Xing VBR header is embedded in valid (but empty) mp3 frame, but 33 bytes is not enough, you won't be able to identify even this header (for MPEG-1 stereo files it starts at 36 byte offset of that frame).

Foolproof MP3 validation?

Reply #8
I agree with the other posters here and would like to summarize the suggestions:

(1) recognize the "usual trash" in front of the MP3 data and skip it. ID3V2 tags and WAV headers are most common. ID3V2 has a size field for this purpose. WAV files must be interpreted using a "chunk parser", the MP3 data is situated inside the "data" chunk.
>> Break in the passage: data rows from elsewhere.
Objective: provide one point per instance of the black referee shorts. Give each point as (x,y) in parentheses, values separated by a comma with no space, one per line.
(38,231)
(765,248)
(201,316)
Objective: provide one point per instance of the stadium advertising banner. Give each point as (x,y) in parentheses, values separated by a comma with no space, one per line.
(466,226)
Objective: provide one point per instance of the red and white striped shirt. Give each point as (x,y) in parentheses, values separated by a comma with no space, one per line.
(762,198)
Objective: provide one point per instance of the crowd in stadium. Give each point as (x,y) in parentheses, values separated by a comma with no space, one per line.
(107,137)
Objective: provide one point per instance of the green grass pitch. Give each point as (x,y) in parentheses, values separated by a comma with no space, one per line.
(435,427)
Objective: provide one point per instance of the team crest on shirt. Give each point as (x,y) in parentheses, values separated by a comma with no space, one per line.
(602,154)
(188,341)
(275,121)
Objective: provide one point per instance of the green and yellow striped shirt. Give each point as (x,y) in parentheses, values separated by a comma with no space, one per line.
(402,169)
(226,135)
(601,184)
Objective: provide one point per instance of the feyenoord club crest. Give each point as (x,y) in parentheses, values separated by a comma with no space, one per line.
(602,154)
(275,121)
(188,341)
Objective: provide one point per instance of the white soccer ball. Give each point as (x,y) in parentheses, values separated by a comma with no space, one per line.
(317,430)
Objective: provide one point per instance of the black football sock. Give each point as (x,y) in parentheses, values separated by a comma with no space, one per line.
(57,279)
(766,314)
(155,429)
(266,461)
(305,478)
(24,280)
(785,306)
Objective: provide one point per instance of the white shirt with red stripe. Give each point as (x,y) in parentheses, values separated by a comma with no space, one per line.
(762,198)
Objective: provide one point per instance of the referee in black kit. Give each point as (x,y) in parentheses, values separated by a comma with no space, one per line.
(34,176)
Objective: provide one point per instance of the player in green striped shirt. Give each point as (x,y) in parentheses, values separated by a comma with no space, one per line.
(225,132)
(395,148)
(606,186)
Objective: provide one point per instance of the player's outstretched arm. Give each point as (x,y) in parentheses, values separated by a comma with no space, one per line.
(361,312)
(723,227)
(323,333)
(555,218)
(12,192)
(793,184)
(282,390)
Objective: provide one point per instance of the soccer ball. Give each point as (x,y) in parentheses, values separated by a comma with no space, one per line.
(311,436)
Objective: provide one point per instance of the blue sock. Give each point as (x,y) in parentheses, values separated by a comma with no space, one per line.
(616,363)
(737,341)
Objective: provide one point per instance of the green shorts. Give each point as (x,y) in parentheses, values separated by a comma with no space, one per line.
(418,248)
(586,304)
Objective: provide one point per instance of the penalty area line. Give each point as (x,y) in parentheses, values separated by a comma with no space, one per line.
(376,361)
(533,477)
(2) "unknown trash" in front of the MP3 data should be skipped by searching for an MPEG frame header (byte-wise scan)

(3) to recognize false positive matches from step (2), calculate the frame size from the header and look for a second frame header right after the first frame. that second frame header must have the same basic properties (MPEG version, layer, sampling frequency, number of channels) as the first header.

(4) if a false positive match was recognized in step (3) then go back to step (2). scan a few KBytes (not much needed) of the file before you give up and say "not an MP3 file".


The MP3 player program that I wrote a few years ago (for Amiga computers with Delfina DSP sound boards) uses the strategy descibed above. If you want to look at the source code you'll find it here:
http://ftp.uni-bremen.de/aminet/dirs/amine...ay/DelfMPEG.lha
The file handling part is written in C, not very "beautiful code" but it works... 


Foolproof MP3 validation?

Reply #10
Quote
I agree with the other posters here and would like to summarize the suggestions:

...

(4) if a false positive match was recognized in step (3) then go back to step (2). scan a few KBytes (not much needed) of the file before you give up and say "not an MP3 file".


Thanks smack, very well put. This was my conclusion as well after reading the posts, but I hadn't gotten so far in formalizing it. It strikes me as being faster as well as the 'best guess' possible (at the cost of a little more intensive logic).

I'm curious as to why MP3 wouldn't have been designed with some identifying tag or byte/bit sequence at some pre-determined point in the file like RIFF/WAV has. This certainly makes it easy to identify programmatically. Was it out of a desire for flexibility, and/or to allow other data streams to be embedded within (or allow MP3 to be embedded), that they didn't do this?

Not terribly important, I guess, I was just curious.

Foolproof MP3 validation?

Reply #11
MP3s do have an identifying bit/byte sequence (well, a range of possible values fitting a certain pattern) that's at the beginning of each frame, and a song/clip is simply a number of frames appended to each other. The problem is that ID3v2 is stuffed at the beginning of the file which breaks that nice pattern, and that wouldn't be so bad if it wasn't for the fact that out of the dozens of ID3v2 taggers out there, several have managed to mangle the beginning of MP3s in different ways (usually manifested as garbage data left behind) - this is primarily what makes it difficult to reliably identify MP3s.

Foolproof MP3 validation?

Reply #12
Quote
I'm curious as to why MP3 wouldn't have been designed with some identifying tag or byte/bit sequence at some pre-determined point in the file like RIFF/WAV has

Because an "mp3 file" is not a container, but only a raw bitstream. Container for mpeg audio has only been defined in MPEG-4 (mp4 file format)

Foolproof MP3 validation?

Reply #13
Quote
Quote
I'm curious as to why MP3 wouldn't have been designed with some identifying tag or byte/bit sequence at some pre-determined point in the file like RIFF/WAV has

Because an "mp3 file" is not a container, but only a raw bitstream. Container for mpeg audio has only been defined in MPEG-4 (mp4 file format)

Ah. Makes better sense now. I guess I had never quite gotten that difference worked out before. Thanks for making it clear(er).